Why has housing policy been such a marginal part of the land reform debate?
What is Scotland’s main use of land? Farming? Forestry? Renewable energy? [The answer is] none of these - important though they are to Scotland’s future. Scotland’s major land use is, of course, housing.
More people own land through homeownership than any other form of land use – 1.47m at the last census along with more than 900,000 tenants who have a stake in property even if they don’t have the title deeds.
By far the largest aspect of land value in Scotland is locked up in our homes – around £300bn - twice Scotland’s total current GDP at latest estimates. That’s why the volatility of the housing market leads to banking system crashes and entire economies in a tailspin.
So if the housing stock explains much of the country’s land value - and if housing is the land use in which most of us have a stake - why has housing policy been such a marginal part of the land reform debate over the last 20 years?
To a certain extent the housing sector only has itself to blame. We are often so besieged by the latest welfare reform agenda, the rise and fall of the national housing budget or the minutiae of the planning system that we fail to see how land ownership and the trading of land inhibit our country’s potential progress.
In particular, our development industry is trapped in a model which it knows is self-defeating. Like Sisyphus, pushing the rock up and down the slopes of boom and bust, hoarding land against competition from would be self-builders or co-operatives, producing a product which is the envy of no-one. That’s a broken system.
In most of our major towns and cities we have a fundamental problem in organising common repairs and improvements. In the past this fault-line was papered over by public sector grants for improvement work. These grants have now gone and our legal system seems all but helpless to intervene. That too is broken.
These are just some of the major consequences of the way we ‘do’ land here in Scotland. They are as pressing in Hamilton as on Harris, as relevant in Edinburgh as on Eigg.
So Shelter Scotland would welcome a radical land reform agenda as promised by our new First Minister. However, this needs to ask searching and even uncomfortable questions on whether the current structure of ownership and use best serves the nation’s housing needs.
Would a more evenly and fairly distributed form of ownership open up greater opportunities for land purchase and self-build? Would a more intelligent form of taxation help to stabilise house prices and discourage the spinning of property values on a roulette wheel? Would a planning system with real teeth be better able to bring land into productive use? Better use of empty property and more purposeful directed forms of land assembly both have a part to play. All of them, in my view, the legitimate stuff of a land reform programme.

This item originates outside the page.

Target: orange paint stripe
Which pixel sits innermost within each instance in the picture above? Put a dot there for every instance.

The Scottish Government has already started consultation on a new Land Reform Bill and is seeking to bring together a Land Reform Commission to gather evidence for future reform. While it is probably too much to expect these alone to reverse centuries of entrenched interest and established ways of doing business, I believe that they may herald a new beginning in which land reform is seen as a movement in which we all have a share.